Open XDMoD allows you to define a three level hierarchy that can be used to define various entities or groups and associate users with a group in the hierarchy. These can be decanal units and their associated departments or any hierarchy that is desired. If defined, this hierarchy is used to generate charts that aggregate cloud metrics into groups based on users assigned to one of the groups.

See the Hierarchy Guide for more details.

Utilization

To use the Utilization statistic you must shred and ingest a JSON file that lists the specifications of each node in your cloud resource. The name of this file should follow the format hypervisor_facts_YYYY-MM-DDTHH:SS:MM.json. When the details of at least one node changes a new file listing the details of all of the nodes should be created and ingested. Below is the format for the JSON file. For resources that use OpenStack we have a python script that will create a file with appropriate information in the xdmod-openstack-scripts repository. This script should be run once a day and will create a file only on days where the details of at least one node has changed from the previous day. The files should be ingested using xdmod-shredder and setting the -f option to cloudresourcespecs and then running xdmod-ingestor. To ingest only this data set the --datatype option cloudresourcespecs. An example of the commands needed are below.

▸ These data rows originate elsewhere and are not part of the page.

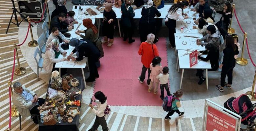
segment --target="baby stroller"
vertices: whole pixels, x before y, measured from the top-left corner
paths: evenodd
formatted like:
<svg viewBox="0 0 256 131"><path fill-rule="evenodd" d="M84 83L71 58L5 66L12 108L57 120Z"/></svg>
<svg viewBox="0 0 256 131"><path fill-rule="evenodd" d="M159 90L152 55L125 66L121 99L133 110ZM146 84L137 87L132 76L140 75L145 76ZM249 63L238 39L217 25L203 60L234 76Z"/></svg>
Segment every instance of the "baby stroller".
<svg viewBox="0 0 256 131"><path fill-rule="evenodd" d="M255 125L256 113L255 111L252 112L256 107L256 103L252 104L247 96L242 94L236 98L232 97L224 103L224 107L241 116L242 119L251 115L246 119L241 121L241 123L247 126L246 130L250 130L253 129ZM240 130L244 130L242 129Z"/></svg>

xdmod-shredder -r RESOURCE_NAME -d PATH/TO/DIRECTORY -f cloudresourcespecs
xdmod-ingestor --datatype=cloudresourcespecs

Cloud Resource Specification JSON file example

{
    "hypervisors": [
        {
            "hypervisor_hostname": "node1.example.com",
            "id": 1,
            "memory_mb": 205583,
            "vcpus": 56
        },
        {
            "hypervisor_hostname": "node2.example.com",
            "id": 2,
            "memory_mb": 209314,
            "vcpus": 56
        },
        {
            "hypervisor_hostname": "node3.example.com",
            "id": 3,
            "memory_mb": 147512,
            "vcpus": 56
        },
        {
            "hypervisor_hostname": "node4.example.com",
            "id": 5,
            "memory_mb": 196714,
            "vcpus": 56
        },
        {
            "hypervisor_hostname": "node5.example.com",
            "id": 6,
            "memory_mb": 146597,
            "vcpus": 56
        }
    ],
    "ts": "2018-04-17T22:30:02Z"
}

Adding and enabling cloud resources

Add a cloud resource

Cloud resources are added by using the xdmod-setup command.

  1. Type xdmod-setup.
  2. Select option 4, Resources, on Open XDMoD Setup screen.
  3. Then select option 1, Add a new resource.
  4. Enter information for the prompts that follow. When you see the Resource Type prompt, enter cloud as the resource type.
  5. Once you finish with all the prompts you will be redirected to the Resource Setup screen. At this screen choose the s option to save the information you just entered to the resources.json configuration file.
  6. Run the following command from the command line to load data from resources.json file into the database: php /usr/share/xdmod/tools/etl/etl_overseer.php -p ingest-resources

Ingesting cloud event data

Cloud data is shredded and ingested using the xdmod-shredder and xdmod-ingestor commands. Please see their respective guides for further information.